Machine learning approaches, as opposed to PWMs, can capture more sequence determinants of structural properties of TF-DNA interactions, such as the impact of flanking sequences on the enhancer–promoter regulatory complex’s activity or stability and dinucleotide interdependency in some TF dimers [7, 18]. For the SNP-SELEX data, kmer/gkm-based machine learning models (deltaSVM, QBiC-Pred) had the highest accuracy (Figure 2A and B), indicating that these traditional machine learning methods were sufficient to capture sequence features that affect TF binding. For the ASB data, DNN-based models, particularly the CNN-based multitask model, showed larger median AUROCs (Figure 3A), indicating that deep learning methods could capture more complex features of TF-DNA binding in vivo.

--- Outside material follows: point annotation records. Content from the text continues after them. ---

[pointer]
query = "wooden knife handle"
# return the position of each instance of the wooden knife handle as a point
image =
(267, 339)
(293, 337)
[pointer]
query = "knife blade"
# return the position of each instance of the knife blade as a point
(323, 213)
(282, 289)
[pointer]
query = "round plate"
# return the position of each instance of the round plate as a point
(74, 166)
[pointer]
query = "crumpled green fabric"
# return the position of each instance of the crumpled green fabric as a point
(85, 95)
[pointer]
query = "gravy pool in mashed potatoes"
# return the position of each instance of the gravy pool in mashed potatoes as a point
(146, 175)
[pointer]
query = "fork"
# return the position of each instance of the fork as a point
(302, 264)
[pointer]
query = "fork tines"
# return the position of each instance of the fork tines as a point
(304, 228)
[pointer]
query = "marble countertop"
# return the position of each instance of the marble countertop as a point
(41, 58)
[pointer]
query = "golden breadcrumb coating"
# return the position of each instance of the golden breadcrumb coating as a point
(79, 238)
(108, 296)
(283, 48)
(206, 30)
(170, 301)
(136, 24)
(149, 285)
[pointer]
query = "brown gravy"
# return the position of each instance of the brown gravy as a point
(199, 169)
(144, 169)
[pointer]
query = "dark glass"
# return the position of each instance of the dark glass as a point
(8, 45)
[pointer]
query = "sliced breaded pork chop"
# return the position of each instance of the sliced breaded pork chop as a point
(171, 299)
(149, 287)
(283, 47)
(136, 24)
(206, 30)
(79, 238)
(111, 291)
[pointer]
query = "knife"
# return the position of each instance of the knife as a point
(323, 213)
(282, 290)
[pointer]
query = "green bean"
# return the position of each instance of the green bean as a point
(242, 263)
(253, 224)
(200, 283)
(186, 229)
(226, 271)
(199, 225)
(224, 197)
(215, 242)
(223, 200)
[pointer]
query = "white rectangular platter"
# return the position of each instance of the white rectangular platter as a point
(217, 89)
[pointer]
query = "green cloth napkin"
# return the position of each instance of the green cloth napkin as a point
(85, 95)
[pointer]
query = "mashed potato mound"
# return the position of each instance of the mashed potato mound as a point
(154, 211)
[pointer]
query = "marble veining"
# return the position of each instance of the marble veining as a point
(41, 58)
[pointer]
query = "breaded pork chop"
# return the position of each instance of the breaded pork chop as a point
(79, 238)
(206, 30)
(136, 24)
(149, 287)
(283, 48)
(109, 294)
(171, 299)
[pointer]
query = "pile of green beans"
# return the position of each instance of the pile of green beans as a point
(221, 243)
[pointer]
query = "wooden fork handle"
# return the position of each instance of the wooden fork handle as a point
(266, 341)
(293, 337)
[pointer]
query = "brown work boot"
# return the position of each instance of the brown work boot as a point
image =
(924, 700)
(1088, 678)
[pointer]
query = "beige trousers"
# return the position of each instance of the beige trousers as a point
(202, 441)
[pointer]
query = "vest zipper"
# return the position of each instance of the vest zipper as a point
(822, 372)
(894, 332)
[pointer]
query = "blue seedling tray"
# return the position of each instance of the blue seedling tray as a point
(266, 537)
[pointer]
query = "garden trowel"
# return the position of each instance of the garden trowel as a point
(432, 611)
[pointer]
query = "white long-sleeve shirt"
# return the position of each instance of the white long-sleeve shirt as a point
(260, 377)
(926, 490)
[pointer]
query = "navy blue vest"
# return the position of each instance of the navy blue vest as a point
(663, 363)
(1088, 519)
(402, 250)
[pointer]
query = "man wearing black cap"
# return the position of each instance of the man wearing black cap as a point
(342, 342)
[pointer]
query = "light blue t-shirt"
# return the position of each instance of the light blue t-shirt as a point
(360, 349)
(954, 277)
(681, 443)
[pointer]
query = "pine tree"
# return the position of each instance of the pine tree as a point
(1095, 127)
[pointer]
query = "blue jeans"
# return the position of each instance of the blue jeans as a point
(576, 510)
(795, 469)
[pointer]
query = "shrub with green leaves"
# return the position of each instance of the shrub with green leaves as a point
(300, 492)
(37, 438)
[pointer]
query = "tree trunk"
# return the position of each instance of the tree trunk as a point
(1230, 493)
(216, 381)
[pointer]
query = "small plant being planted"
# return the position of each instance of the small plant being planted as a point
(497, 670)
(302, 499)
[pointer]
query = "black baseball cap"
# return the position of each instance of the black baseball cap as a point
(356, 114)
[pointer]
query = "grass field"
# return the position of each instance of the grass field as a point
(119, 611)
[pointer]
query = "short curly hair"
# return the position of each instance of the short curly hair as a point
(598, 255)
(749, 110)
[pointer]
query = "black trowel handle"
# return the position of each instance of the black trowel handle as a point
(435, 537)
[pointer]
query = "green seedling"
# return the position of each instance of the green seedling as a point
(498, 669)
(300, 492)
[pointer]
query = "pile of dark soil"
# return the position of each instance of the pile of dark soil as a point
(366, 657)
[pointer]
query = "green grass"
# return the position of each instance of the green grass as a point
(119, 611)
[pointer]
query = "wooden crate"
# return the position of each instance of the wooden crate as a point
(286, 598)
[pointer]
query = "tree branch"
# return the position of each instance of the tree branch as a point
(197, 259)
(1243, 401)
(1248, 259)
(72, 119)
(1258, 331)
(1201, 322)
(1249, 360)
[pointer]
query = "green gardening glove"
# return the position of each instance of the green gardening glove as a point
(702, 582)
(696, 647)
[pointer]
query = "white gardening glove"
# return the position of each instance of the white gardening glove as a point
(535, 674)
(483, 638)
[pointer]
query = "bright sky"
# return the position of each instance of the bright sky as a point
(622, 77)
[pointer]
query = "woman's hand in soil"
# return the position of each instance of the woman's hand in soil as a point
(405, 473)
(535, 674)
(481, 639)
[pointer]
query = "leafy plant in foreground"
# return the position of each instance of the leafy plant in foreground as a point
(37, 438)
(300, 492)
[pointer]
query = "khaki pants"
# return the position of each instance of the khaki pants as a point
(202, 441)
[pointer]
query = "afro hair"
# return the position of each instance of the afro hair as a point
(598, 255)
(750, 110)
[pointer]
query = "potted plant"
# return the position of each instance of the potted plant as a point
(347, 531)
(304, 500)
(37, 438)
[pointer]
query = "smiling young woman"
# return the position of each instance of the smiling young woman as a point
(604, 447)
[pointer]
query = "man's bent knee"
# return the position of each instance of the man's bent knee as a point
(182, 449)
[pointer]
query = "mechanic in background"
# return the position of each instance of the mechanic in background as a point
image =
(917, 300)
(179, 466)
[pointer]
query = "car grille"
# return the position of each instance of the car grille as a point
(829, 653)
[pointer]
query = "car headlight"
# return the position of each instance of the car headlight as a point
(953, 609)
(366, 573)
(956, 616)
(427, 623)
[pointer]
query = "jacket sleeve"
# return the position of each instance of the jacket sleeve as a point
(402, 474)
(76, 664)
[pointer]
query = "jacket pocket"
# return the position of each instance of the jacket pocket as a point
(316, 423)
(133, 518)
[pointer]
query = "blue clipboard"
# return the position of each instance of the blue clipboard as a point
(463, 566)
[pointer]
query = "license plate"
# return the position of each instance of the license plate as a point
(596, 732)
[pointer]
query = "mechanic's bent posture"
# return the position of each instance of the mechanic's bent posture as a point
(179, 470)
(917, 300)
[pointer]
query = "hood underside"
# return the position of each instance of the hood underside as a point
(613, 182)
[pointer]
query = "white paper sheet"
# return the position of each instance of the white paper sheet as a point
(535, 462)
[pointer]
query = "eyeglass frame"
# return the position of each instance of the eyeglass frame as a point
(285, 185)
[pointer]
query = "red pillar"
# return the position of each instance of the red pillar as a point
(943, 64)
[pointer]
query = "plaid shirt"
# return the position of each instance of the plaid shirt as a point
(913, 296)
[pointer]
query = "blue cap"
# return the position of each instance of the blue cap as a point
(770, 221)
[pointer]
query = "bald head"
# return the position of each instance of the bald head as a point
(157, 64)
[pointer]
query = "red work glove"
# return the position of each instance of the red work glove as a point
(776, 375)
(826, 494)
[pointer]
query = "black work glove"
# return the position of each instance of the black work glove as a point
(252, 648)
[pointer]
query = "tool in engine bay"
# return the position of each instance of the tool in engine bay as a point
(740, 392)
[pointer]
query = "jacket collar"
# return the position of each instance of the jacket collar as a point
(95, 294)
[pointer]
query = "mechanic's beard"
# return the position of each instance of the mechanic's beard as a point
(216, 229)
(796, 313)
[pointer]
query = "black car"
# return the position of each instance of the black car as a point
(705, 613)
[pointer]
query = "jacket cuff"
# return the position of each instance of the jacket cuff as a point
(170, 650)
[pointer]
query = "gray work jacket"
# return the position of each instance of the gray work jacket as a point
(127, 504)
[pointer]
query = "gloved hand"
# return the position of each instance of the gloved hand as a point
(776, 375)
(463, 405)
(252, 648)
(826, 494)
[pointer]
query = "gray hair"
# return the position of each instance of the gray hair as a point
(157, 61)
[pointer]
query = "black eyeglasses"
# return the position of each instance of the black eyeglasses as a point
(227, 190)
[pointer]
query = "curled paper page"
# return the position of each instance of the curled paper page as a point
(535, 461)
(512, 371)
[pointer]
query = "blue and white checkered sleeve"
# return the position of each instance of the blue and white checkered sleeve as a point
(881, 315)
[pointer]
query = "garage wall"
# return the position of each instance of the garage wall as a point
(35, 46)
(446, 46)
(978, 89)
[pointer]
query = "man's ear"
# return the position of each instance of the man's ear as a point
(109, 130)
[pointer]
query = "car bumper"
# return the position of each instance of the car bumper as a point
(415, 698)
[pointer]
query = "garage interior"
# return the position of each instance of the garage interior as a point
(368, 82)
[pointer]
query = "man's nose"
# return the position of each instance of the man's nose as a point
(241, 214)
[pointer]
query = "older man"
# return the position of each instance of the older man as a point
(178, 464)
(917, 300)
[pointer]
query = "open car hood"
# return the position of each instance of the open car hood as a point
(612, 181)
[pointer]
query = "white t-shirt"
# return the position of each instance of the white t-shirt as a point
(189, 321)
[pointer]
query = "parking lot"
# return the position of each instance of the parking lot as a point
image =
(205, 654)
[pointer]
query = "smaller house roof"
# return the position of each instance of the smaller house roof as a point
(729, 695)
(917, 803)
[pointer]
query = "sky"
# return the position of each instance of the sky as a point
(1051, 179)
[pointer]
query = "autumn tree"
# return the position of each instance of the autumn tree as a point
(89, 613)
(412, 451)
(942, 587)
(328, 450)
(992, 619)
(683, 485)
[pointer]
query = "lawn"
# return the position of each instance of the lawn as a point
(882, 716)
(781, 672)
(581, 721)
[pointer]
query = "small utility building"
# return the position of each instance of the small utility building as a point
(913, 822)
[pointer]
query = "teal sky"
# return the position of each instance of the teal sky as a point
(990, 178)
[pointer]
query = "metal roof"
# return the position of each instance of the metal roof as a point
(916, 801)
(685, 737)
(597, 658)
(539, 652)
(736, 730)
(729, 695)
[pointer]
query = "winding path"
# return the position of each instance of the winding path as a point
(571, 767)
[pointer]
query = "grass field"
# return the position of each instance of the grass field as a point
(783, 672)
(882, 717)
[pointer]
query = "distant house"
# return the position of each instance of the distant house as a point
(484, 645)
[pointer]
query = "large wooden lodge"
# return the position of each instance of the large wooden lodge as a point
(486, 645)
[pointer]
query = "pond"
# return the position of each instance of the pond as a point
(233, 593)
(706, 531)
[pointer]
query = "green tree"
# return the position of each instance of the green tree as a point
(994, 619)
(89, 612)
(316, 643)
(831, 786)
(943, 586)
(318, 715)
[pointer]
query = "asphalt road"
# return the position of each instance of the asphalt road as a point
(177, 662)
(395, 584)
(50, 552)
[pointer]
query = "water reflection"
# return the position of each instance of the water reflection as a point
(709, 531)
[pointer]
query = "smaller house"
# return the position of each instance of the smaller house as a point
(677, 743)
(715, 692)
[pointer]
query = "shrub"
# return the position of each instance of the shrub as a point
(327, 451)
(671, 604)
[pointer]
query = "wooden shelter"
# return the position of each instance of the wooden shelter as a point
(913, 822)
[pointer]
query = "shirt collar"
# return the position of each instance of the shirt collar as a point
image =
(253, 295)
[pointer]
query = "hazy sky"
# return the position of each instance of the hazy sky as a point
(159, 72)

Although the binding motifs of individual TFs do not typically vary depending on cell type or conditions, there are some cases where differential TF binding has been characterized [50]. Cell-type-specific TF binding locations and patterns have been observed in many studies [53]. Such cell-type-specific binding is determined by the TF’s intrinsic sequence preferences, cooperative interactions with co-factors, cell-type-specific chromatin landscapes and three-dimensional chromatin interactions [50, 53, 59]. Although our ASB data were compiled across diverse cell types, the Sei and Enformer model trained on different cell types exhibited higher variance in prediction (Figure 3F), implying they might capture more cell-type-specific allelic TF binding because of a wider variety of TFs and cell types used for training. Recently, a dataset of tissue-specific allele effects on TF binding has emerged [60], offering potential benefits for tissue-specific model training and evaluation if expanded further.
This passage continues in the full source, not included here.